Foreclosures and Delinquency Rates Drop

Nothing is worse for a local neighborhood than “zombie” homes. These are homes that are usually foreclosures or homes that are way behind in their mortgage payments. If these owners can’t afford to pay their mortgage, then they cant afford to keep the house looking nice either which creates a “blight” or stigma in that local neighborhood.

So, it is great news that the Mortgage Bankers Association is reporting that mortgage delinquencies are at their lowest levels since 1979, no…not 1997….1979!

MBA’s National Delinquency Survey showed that the delinquency rate for mortgage loans on one- to four-unit residential properties fell to a seasonally adjusted rate of 3.77% of all closed loans. The rate was down 20 basis points from Q3 2019 and 29 basis points from Q4 2018. The share of loans in the process of foreclosure in the fourth quarter was only 0.21%.

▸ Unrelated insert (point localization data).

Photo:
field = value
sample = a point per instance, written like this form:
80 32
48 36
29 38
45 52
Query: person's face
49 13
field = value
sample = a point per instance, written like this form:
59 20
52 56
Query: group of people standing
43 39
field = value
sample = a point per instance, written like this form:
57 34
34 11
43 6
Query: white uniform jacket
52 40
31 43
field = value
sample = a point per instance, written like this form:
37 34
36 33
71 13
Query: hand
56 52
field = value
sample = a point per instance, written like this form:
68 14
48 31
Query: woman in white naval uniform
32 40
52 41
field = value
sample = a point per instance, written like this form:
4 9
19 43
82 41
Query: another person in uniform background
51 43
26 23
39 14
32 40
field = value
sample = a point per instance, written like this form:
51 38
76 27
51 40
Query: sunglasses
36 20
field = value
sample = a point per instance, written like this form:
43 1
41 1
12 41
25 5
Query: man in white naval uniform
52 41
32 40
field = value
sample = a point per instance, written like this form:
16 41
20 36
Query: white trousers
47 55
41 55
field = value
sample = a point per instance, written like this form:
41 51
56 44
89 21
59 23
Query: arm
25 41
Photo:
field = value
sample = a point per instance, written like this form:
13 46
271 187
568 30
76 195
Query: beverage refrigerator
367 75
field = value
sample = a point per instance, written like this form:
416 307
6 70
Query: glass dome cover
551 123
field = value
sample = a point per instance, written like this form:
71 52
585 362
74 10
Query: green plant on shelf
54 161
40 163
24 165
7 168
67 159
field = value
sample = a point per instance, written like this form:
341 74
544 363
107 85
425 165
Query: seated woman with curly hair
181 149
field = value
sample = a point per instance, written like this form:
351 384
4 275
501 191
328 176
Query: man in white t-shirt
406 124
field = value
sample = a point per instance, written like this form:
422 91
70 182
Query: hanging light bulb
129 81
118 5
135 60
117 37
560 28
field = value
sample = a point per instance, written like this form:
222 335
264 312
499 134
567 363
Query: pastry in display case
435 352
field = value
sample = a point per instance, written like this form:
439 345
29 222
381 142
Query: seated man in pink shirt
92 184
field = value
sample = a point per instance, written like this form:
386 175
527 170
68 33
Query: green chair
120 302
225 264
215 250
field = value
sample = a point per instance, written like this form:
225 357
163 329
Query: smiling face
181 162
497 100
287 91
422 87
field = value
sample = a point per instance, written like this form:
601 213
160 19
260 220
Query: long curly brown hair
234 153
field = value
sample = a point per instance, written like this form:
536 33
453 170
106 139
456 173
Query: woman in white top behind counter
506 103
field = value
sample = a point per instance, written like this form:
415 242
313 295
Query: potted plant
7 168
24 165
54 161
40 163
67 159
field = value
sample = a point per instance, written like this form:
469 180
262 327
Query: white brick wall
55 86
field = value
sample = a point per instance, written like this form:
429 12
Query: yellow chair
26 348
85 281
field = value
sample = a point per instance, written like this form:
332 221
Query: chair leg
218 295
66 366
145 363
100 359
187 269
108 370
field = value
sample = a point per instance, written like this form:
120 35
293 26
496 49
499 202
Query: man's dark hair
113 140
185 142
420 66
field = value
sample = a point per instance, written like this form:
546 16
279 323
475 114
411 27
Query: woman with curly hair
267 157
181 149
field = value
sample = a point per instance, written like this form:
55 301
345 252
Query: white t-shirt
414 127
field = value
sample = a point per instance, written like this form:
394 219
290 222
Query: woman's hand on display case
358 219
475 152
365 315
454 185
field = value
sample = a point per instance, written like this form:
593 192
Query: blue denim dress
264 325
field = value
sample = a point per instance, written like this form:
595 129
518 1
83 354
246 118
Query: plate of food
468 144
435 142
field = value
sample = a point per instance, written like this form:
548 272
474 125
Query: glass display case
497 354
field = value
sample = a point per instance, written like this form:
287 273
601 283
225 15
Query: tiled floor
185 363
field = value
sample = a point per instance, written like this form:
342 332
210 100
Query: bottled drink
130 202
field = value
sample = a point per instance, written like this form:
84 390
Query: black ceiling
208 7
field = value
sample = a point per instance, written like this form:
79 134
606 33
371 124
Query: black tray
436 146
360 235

Marina Walsh, vice president of industry analysis at MBA, said “Mortgage delinquencies track closely to the US unemployment rate, and with unemployment at historic lows, it’s no surprise to see so many households paying their mortgage on time,” and that “Signs of healthy conditions were seen in other parts of the survey. The foreclosure inventory rate (the percentage of loans in the foreclosure process) was at its lowest level since 1985. Furthermore, states with lengthier judicial processes continued to chip away at their foreclosure inventories, and it also appears that with home-price appreciation and equity accumulation, distressed borrowers have had alternative options to foreclosure.”